Interview: Garry McCarthy on the future of the Chicago Police Department
It's been four months almost to the day since former Newark Police Chief Garry McCarthy arrived in Chicago to take over the Chicago Police Department. Since being tapped by Mayor Rahm Emanuel, McCarthy has had to hit the ground running, trying to learn both a city and a police department that's grappling with a rash of summer shootings.
As part of an update to our recent special, Cops and Neighbors, WBEZ's Robert Wildeboer sat down with McCarthy to talk about the lack of trust between police and some communities in the city of Chicago and his vision for rebuilding it.
Here's an excerpt of their extended conversation:
McCarthy: I understand the historical divide between police and communities of color – it’s rooted in the history of this country. The most visible arm of government is a police force, and the institutionalized governmental programs that promoted racist policies that were enforced by police departments in this country are part of the African American history in this country. And we have to recognize it because recognition is the first step towards finding a cure towards what is ailing us.
Over the years we’ve actually done a lot of things wrong and I’m willing to admit that. A lot of police executives are defensive. We’ve done a lot wrong. In reducing crime there are unintended consequences in the community from policies like “Stop, Question and Frisk” that we have to recognize that maybe it’s not what we’re doing but how we’re doing it that’s affecting public trust.
Wildeboer: Explain what that is and what are some of the issues that raises.
McCarthy: I’m not going to say that "Stop, Question and Frisk" is wrong, I think it’s the way some agencies use it that is wrong. We infuse police officers into high crime neighborhoods based on crime trends.
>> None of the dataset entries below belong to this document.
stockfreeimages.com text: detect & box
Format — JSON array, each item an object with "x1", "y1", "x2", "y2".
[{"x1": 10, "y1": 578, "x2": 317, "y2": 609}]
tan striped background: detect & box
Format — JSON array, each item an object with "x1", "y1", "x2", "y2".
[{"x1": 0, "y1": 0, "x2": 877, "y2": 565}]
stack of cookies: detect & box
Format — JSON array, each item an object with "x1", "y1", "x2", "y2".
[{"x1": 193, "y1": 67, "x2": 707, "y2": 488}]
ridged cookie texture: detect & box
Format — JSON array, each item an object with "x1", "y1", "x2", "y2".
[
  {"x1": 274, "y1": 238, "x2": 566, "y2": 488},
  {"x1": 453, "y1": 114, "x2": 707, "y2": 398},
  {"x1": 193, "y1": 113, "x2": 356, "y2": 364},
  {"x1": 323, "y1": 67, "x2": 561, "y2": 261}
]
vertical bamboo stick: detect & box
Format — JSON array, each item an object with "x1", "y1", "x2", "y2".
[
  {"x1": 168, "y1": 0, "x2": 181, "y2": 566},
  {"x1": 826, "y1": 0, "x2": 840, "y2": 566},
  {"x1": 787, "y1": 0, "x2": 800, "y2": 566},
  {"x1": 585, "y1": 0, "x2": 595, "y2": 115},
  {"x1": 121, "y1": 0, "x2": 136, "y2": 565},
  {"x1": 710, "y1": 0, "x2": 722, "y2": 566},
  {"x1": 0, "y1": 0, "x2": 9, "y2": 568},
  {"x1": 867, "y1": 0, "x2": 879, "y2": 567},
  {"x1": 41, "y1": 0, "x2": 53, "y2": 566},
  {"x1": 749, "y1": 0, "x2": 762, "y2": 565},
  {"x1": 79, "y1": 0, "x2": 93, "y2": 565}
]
Based upon that, we take police actions whether it is arrests, stops, or motor vehicle violations or administrative notices of violation. All of those result in contacts with minority communities because the highest crime neighborhoods are generally low income, minority neighborhoods. This causes animosity when we’re stopping the wrong people.
That’s why zero tolerance is not a good idea. I do not believe in zero tolerance. We want to do enforcement against the right people, in the right places, for the right things. And when you stop somebody and they are the wrong person, once you’re done with that encounter we should be explaining to them why we stopped them and perhaps giving them alternatives to standing on that corner at that time.
Wildeboer: And so how is the Chicago Police Department doing at that now? What are the plans for teaching Chicago police officers how to do that correctly?
McCarthy: Well, I created something in Newark – a community engagement strategy – which really revolved around something called “Sell the Stop”: Sell to the person why it is you stopped them at that place at that time. But that’s a smaller subset of a bigger construct. I mentioned police legitimacy and procedural justice. Police legitimacy is something championed by a woman named Tracy Mears, a law professor at Yale. What it boils down to is when the police are viewed as legitimate, when they’re treating people in a fair fashion, people will in fact comply with the law as a result of the police legitimacy.
The second thing is procedural justice, which has it that fairness, in an encounter with a police officer, is more important than the results of whether or not you get a ticket, for instance. When an officer gives somebody a ticket and they treat somebody professionally, when they treat them fairly, people will have a positive impression of the officer, even though it was a negative encounter.
These are the concepts that we’re going to infuse into the agency.
Right now, I got here May 16th…the plan is to get through the summer as best we can. As soon as we get through the summer, that’s when we’re going to start breaking down and doing an introspection on everything we do in this agency – from vision to mission to how we do things to training to police discipline to deployment to uniforms, you name it – all of these things are going to be addressed with a long-term vision of where we want the agency to be in eight years.